Just hours before Wednesday's Board of Education meeting, board members were at the Legislature Building on St. Thomas for a hearing on board operations before the Senate Education and Youth Committee. Daniel, Richards and Evadney Hodge all sought to reassure the senators that despite internal differences, the board is carrying out its mandates. (See "Members: School board functional despite feuds.)
In response to Wednesday's election outcome at the school board meeting, Davis commented that Ray Charles could see that it had been pre-arranged.
However, much of the pre-arranged business on the agenda was not dealt with at the meeting, including approval of the minutes of three meetings held in June, committee reports, correspondence issues and a "complaint" lodged by Petersen. The board decided to postpone acting on Petersen's complaint because she was not present; the nature of the complaint was not made clear.

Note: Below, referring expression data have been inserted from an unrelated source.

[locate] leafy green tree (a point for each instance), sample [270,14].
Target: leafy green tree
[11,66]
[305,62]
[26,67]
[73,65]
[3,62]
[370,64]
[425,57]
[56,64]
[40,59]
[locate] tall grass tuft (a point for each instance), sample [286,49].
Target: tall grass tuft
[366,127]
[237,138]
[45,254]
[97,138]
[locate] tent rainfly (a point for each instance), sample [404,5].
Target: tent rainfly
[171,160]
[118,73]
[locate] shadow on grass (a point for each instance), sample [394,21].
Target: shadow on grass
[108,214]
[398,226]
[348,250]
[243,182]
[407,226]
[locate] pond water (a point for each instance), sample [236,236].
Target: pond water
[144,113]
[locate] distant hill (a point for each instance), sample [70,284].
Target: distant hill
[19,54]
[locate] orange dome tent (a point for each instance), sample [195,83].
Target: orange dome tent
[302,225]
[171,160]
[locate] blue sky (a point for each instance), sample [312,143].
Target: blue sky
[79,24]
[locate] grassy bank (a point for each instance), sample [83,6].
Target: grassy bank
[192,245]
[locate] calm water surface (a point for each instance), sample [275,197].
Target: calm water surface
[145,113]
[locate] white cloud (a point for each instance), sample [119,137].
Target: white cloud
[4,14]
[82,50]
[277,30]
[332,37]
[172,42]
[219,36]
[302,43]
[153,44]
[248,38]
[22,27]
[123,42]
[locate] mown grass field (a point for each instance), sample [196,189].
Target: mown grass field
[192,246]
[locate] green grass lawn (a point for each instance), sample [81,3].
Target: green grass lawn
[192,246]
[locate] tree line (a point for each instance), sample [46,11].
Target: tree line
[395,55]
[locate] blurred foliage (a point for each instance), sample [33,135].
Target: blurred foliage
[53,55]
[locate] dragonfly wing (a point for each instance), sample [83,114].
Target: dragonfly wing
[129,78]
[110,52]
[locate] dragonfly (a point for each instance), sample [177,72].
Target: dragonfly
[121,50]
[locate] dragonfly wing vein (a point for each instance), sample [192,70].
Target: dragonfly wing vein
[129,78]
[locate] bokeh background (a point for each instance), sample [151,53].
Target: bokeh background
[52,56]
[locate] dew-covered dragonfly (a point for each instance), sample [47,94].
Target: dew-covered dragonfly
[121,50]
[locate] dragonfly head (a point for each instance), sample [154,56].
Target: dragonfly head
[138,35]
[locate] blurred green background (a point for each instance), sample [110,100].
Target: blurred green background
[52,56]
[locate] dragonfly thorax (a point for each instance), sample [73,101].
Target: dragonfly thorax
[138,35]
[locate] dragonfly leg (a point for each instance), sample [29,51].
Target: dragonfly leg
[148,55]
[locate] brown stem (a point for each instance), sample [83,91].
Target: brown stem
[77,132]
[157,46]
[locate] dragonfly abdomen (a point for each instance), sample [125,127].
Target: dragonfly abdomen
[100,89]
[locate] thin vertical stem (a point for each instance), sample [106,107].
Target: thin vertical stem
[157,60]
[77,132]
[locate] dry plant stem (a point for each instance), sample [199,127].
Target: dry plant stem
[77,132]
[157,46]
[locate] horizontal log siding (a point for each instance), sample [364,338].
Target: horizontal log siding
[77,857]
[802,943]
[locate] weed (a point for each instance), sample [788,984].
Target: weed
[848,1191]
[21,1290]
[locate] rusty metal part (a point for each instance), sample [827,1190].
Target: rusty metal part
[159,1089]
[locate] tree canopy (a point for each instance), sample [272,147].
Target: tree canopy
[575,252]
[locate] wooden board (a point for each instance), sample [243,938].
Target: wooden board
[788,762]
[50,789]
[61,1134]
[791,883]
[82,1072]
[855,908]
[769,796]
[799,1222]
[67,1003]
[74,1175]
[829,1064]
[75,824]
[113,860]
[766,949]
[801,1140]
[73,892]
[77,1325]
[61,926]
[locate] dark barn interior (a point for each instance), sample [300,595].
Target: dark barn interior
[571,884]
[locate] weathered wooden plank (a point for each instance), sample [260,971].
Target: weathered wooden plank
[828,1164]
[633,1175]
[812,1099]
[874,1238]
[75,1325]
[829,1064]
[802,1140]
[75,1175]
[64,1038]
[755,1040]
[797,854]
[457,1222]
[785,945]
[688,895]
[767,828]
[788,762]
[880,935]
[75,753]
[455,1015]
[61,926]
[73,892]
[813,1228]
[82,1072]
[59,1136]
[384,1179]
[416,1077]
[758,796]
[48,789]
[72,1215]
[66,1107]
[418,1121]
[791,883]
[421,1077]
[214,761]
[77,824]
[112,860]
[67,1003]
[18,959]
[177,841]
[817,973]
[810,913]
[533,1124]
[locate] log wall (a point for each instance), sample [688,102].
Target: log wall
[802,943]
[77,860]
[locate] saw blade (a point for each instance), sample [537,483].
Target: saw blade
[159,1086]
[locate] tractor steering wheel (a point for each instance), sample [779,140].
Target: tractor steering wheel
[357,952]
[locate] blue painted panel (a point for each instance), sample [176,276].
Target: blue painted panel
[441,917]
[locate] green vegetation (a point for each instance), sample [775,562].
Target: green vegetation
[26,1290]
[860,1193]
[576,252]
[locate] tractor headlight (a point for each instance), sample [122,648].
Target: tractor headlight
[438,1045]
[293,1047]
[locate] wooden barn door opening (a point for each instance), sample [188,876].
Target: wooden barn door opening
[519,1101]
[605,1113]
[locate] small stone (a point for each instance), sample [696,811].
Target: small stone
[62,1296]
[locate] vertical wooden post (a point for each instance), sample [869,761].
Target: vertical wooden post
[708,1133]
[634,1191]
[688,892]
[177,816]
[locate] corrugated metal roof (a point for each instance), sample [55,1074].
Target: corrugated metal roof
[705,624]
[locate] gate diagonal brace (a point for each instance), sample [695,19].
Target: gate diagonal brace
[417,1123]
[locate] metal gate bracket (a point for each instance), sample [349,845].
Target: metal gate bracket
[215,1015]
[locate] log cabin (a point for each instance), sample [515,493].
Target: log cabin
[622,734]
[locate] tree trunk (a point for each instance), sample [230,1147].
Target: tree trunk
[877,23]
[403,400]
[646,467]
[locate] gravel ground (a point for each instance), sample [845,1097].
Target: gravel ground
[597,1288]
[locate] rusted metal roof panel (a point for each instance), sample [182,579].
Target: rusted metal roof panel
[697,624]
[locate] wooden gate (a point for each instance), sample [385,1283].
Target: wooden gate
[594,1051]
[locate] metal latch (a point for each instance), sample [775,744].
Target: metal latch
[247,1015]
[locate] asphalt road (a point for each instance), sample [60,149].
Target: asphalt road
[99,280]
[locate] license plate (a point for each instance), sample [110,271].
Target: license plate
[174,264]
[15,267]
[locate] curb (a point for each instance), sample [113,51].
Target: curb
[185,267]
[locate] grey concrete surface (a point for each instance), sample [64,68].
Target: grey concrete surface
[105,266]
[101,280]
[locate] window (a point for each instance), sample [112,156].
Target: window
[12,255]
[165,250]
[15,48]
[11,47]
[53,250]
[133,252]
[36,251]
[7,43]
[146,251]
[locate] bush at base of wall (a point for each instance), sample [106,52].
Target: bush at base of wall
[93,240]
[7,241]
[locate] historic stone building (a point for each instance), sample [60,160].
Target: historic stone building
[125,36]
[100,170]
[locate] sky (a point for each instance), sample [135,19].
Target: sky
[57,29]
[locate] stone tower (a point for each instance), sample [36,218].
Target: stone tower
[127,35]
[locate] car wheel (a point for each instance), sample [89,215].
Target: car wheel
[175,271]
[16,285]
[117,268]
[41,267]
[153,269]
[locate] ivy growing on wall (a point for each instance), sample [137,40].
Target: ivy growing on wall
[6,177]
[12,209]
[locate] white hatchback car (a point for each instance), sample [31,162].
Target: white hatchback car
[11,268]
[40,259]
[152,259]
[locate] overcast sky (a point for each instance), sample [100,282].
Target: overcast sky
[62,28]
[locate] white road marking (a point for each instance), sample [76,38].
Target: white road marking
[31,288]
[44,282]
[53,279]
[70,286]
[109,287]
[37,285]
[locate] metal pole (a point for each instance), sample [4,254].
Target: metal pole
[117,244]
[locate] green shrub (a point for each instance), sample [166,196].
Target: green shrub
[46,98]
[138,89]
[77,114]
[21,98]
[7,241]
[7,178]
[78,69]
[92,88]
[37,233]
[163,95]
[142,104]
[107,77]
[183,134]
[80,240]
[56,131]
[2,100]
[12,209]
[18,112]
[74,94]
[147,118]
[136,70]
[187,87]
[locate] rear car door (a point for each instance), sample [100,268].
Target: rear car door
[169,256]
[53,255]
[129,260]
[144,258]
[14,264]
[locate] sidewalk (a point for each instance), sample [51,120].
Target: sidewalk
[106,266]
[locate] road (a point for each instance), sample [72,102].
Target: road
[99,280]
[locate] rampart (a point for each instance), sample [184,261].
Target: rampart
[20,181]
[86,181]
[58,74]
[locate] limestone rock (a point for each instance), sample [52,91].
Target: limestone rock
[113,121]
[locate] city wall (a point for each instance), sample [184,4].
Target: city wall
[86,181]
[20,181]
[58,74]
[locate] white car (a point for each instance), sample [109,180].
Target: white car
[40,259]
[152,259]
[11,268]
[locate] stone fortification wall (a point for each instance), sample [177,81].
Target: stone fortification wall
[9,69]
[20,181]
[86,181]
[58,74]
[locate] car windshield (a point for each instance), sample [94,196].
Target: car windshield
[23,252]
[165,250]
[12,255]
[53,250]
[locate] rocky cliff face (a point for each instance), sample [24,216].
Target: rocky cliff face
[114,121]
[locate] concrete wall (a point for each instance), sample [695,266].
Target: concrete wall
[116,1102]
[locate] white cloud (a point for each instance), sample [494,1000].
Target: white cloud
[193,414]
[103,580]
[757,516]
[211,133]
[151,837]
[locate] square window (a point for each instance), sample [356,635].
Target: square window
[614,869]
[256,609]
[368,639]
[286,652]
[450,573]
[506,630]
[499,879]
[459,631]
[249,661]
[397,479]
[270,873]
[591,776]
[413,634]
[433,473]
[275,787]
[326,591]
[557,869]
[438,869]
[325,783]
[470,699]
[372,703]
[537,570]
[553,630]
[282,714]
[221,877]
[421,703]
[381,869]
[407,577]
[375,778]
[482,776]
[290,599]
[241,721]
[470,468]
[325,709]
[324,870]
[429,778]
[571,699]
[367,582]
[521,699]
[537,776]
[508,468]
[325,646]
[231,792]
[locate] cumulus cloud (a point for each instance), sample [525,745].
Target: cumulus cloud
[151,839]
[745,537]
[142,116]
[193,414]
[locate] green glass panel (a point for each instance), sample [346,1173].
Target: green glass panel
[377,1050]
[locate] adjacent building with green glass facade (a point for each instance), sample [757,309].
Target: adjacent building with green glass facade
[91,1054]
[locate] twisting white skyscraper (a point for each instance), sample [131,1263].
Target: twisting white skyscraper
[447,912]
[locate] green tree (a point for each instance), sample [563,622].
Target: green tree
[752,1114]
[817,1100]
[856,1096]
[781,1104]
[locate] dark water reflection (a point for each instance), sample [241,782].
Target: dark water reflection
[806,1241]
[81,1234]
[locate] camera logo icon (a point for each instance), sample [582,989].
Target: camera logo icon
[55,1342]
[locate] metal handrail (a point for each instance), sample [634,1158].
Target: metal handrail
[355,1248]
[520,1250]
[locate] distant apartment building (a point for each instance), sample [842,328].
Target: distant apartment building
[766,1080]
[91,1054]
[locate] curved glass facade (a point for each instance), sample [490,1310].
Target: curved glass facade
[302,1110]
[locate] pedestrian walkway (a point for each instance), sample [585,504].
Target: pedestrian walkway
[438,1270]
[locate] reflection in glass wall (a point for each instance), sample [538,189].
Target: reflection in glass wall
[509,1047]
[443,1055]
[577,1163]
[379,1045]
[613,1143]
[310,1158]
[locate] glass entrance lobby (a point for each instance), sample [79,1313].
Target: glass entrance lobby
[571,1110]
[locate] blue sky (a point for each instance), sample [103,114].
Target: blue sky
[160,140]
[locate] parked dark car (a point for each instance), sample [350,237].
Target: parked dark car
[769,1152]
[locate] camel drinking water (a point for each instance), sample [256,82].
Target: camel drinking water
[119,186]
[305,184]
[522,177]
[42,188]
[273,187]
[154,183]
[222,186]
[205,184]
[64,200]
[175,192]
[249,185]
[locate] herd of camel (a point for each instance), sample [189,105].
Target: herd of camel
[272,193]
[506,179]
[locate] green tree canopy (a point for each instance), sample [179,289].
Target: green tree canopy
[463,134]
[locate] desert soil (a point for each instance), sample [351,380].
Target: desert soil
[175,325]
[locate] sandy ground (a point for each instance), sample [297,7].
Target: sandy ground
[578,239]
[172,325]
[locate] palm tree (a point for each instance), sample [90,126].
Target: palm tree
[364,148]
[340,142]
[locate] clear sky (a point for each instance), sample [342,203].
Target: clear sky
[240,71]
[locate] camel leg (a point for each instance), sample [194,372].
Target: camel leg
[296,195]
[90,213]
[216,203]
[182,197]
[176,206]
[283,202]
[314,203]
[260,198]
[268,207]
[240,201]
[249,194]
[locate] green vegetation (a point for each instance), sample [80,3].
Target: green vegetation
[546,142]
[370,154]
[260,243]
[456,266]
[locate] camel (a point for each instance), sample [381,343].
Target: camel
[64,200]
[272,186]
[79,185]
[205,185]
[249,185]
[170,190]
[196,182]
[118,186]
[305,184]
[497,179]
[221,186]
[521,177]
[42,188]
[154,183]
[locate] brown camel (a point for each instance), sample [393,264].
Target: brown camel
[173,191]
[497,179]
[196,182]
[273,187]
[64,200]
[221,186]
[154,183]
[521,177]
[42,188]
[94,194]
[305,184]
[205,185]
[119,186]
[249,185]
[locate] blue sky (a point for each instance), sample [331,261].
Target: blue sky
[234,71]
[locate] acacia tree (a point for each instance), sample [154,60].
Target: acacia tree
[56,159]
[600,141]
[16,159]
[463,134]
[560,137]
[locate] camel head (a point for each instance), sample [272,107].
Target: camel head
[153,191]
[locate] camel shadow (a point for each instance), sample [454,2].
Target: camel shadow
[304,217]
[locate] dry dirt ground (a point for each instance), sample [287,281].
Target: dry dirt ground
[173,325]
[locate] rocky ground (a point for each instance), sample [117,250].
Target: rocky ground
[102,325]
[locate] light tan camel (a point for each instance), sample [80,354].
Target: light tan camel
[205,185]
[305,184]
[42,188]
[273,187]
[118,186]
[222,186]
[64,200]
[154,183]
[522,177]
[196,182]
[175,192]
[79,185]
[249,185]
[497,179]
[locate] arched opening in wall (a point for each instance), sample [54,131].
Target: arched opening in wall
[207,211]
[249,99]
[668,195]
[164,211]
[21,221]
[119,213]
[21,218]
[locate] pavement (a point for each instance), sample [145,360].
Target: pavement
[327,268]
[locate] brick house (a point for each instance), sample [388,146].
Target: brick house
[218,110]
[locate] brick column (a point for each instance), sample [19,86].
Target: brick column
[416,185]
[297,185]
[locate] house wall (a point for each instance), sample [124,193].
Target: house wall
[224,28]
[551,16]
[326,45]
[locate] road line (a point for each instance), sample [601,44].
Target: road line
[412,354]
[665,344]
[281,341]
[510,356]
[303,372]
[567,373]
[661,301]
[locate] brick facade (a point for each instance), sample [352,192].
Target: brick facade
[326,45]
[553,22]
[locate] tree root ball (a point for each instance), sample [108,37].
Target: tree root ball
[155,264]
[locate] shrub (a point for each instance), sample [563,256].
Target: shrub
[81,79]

One of the board's more pressing issues is the federal No Child Left Behind Act. There are compliance issues to deal with, including teacher certification. No progress was made on this issue at the meeting.
The board did, however, set some business on the agenda in motion. The new executive committee is to review discussions that took place at a March 24 meeting on staff conflicts and board's relationship with its executive director and report back to the board on Aug. 2.
The executive committee also is to deal with the transition to a new executive director. Evadney Hodge's retirement, announced in mid-June, is to be effective Monday. With the date imminent and no search for a successor having begun, the board discussed the possibility of having Hodge stay on for a short time. She said she would consider doing so.
Richards suggested extending Hodge's tenure for 90 days and having her handle many tasks relating to the transition. The executive committee is to meet with Hodge to discuss the matter.
Thomas commented at one point, "There are so much ends to tie up."